Free receipt generator for Malaysian businesses

What a Malaysian receipt actually needs (receipt number, payment method, date, contact), the difference from a tax invoice, and how to generate one from WhatsApp.

Every Malaysian small business eventually has to hand a customer a receipt. A handwritten one works in a kedai runcit, but the moment you sell B2B, online, or accept FPX, customers expect a clean PDF — and your accountant expects something they can reconcile against the bank statement.

What makes a receipt 'professional'?

Four things: (1) a unique receipt number per transaction, (2) the payment method clearly stated (cash, FPX, bank transfer, e-wallet), (3) the date and time of payment, and (4) your business name and contact. Optional but useful: the invoice number it relates to, so payments are traceable.

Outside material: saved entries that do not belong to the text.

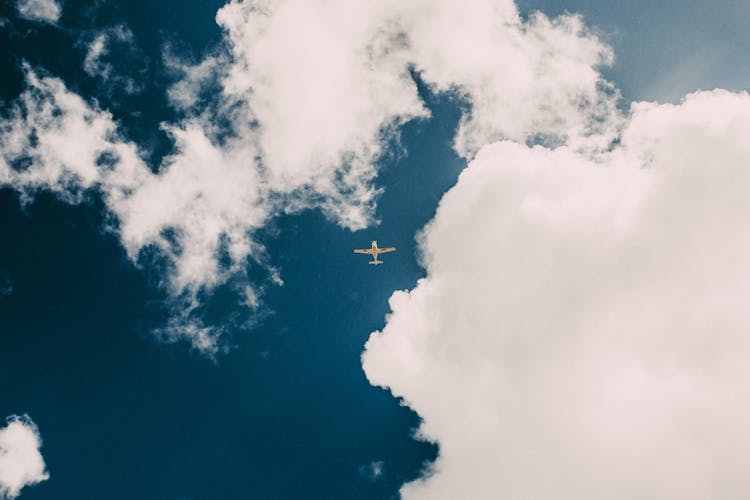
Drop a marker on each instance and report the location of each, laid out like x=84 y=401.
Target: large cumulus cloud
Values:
x=295 y=110
x=582 y=328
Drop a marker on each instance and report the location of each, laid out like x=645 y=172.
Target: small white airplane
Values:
x=375 y=251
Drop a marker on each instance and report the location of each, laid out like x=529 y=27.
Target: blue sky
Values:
x=101 y=312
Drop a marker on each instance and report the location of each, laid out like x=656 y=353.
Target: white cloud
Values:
x=21 y=463
x=303 y=101
x=582 y=329
x=372 y=471
x=45 y=11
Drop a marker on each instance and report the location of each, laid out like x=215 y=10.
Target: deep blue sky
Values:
x=288 y=413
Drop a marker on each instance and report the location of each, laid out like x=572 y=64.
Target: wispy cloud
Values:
x=44 y=11
x=113 y=56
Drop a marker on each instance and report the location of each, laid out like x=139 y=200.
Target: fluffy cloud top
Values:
x=45 y=11
x=21 y=463
x=582 y=329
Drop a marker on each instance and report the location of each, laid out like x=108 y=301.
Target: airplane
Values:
x=375 y=251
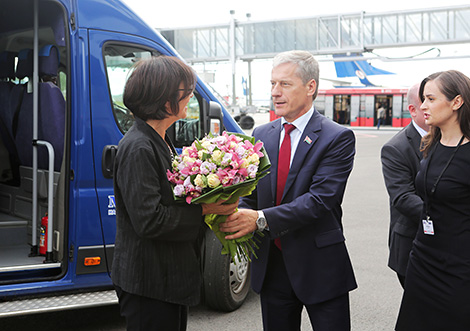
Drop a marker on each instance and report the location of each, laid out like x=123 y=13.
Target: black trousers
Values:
x=147 y=314
x=282 y=310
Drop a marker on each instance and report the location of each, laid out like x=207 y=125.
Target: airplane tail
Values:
x=357 y=68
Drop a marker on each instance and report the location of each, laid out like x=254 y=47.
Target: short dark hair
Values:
x=154 y=82
x=307 y=66
x=451 y=83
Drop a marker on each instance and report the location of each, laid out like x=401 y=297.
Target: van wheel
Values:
x=226 y=284
x=247 y=122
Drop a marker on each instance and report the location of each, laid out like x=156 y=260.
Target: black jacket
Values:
x=156 y=253
x=400 y=164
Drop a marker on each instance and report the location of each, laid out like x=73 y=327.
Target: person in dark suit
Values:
x=437 y=287
x=400 y=158
x=156 y=269
x=302 y=257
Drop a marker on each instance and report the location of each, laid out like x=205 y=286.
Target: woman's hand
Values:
x=219 y=208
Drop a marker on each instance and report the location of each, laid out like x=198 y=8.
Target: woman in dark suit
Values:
x=156 y=269
x=437 y=287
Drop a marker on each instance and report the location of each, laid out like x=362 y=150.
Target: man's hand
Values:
x=241 y=223
x=219 y=208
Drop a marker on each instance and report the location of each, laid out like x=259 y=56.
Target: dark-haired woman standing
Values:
x=156 y=270
x=437 y=288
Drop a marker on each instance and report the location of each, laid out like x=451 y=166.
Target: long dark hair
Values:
x=451 y=83
x=156 y=81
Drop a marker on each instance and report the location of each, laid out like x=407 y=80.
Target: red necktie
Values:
x=283 y=166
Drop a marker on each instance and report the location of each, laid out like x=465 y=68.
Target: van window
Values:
x=119 y=60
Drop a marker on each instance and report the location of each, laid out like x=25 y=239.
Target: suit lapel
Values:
x=271 y=145
x=307 y=141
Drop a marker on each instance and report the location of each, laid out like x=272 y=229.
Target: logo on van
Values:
x=111 y=205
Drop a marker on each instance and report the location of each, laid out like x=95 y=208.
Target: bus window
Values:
x=342 y=109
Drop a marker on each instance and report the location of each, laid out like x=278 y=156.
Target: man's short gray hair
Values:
x=307 y=66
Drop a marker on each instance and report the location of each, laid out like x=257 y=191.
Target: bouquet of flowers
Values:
x=220 y=167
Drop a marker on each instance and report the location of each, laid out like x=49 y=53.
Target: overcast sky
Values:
x=184 y=13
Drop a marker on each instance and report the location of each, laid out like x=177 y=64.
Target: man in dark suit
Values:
x=400 y=163
x=302 y=258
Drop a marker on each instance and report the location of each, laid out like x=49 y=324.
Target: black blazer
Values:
x=400 y=163
x=308 y=221
x=155 y=253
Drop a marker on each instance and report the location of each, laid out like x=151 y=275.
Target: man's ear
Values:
x=311 y=86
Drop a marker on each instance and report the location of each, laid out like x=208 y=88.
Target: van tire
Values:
x=226 y=285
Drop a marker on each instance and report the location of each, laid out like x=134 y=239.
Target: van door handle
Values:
x=107 y=160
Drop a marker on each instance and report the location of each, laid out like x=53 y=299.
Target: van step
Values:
x=56 y=303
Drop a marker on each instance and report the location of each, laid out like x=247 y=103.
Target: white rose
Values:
x=199 y=181
x=213 y=180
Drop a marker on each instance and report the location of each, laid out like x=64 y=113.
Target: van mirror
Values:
x=107 y=160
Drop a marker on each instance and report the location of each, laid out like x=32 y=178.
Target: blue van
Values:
x=63 y=66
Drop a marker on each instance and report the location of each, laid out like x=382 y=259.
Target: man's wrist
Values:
x=261 y=221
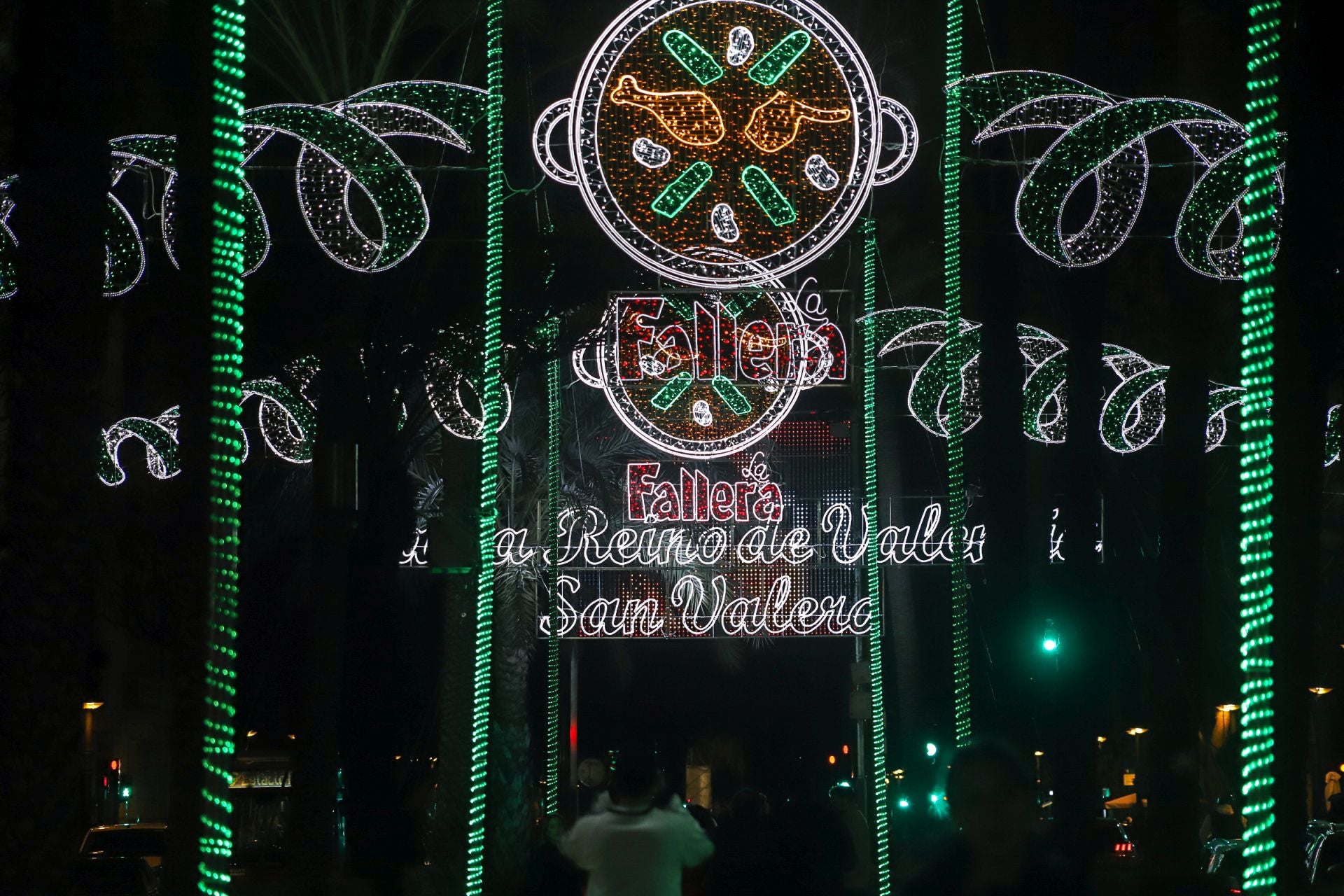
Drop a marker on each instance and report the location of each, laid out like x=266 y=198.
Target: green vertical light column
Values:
x=491 y=388
x=878 y=774
x=953 y=360
x=1257 y=449
x=226 y=447
x=553 y=570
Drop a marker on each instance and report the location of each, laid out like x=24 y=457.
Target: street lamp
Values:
x=89 y=706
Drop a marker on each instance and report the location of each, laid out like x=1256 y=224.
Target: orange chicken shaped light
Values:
x=774 y=124
x=687 y=115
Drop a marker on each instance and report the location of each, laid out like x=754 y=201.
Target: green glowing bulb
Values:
x=780 y=59
x=692 y=57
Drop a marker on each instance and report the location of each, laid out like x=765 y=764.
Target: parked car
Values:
x=1112 y=843
x=143 y=840
x=97 y=875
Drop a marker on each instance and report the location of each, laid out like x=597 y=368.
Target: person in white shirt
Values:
x=632 y=848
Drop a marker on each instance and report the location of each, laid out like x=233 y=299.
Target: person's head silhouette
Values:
x=990 y=794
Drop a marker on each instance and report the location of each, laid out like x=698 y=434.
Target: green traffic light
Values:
x=1050 y=641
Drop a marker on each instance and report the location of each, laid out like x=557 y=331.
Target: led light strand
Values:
x=872 y=573
x=491 y=388
x=1104 y=140
x=1260 y=241
x=226 y=269
x=953 y=374
x=553 y=568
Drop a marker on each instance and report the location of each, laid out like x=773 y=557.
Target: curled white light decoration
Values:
x=449 y=391
x=1133 y=413
x=1104 y=140
x=159 y=435
x=340 y=148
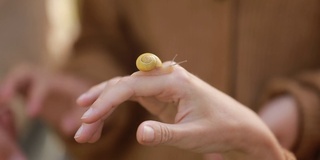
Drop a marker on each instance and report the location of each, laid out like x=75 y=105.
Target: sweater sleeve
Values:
x=305 y=89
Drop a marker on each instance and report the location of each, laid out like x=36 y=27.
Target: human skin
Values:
x=195 y=116
x=47 y=95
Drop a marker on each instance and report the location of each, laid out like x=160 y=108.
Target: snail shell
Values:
x=147 y=62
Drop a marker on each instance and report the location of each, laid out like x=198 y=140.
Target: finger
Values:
x=71 y=120
x=87 y=98
x=96 y=135
x=126 y=88
x=153 y=133
x=166 y=68
x=87 y=132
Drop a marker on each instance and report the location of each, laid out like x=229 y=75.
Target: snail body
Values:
x=147 y=62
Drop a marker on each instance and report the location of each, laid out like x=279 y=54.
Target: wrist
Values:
x=256 y=142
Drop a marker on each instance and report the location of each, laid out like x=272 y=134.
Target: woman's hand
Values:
x=197 y=116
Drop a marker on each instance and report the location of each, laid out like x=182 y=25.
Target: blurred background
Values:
x=39 y=32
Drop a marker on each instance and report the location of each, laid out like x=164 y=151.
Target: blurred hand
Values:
x=8 y=145
x=284 y=126
x=47 y=95
x=198 y=117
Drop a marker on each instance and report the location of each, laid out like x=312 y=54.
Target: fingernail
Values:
x=148 y=134
x=82 y=96
x=78 y=132
x=87 y=113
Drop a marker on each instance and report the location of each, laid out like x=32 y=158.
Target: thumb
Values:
x=155 y=133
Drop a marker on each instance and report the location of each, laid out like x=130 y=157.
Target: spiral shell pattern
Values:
x=147 y=62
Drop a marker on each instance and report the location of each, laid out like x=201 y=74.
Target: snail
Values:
x=148 y=61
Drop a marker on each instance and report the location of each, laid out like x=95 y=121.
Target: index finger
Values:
x=127 y=87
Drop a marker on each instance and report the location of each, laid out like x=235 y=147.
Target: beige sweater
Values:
x=239 y=46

Should I issue a receipt or a tax invoice?

If you're SST-registered, the document for the sale is the tax invoice. The receipt is proof that the invoice was paid. They're separate — issue both, and link them. If you're not SST-registered, a receipt alone is sufficient but you should still keep records for income reporting.

Free receipt templates that work for Malaysia

CloudChem's receipt templates are built around the Malaysian retail context: RM currency, FPX/bank/e-wallet payment methods, and optional bilingual layouts (English + Malay). You can swap your logo, add a payment QR code, and brand the colors — all in the template editor.

Generate a receipt without leaving WhatsApp

Send a one-line message — 'Receipt for Aunty Liza, FPX RM 120, invoice INV-0042'. CloudChem replies with a branded PDF receipt referencing the invoice number, with a unique receipt number generated for the bookkeeping trail. Your customer gets it instantly. Your accountant gets a CSV export at month-end.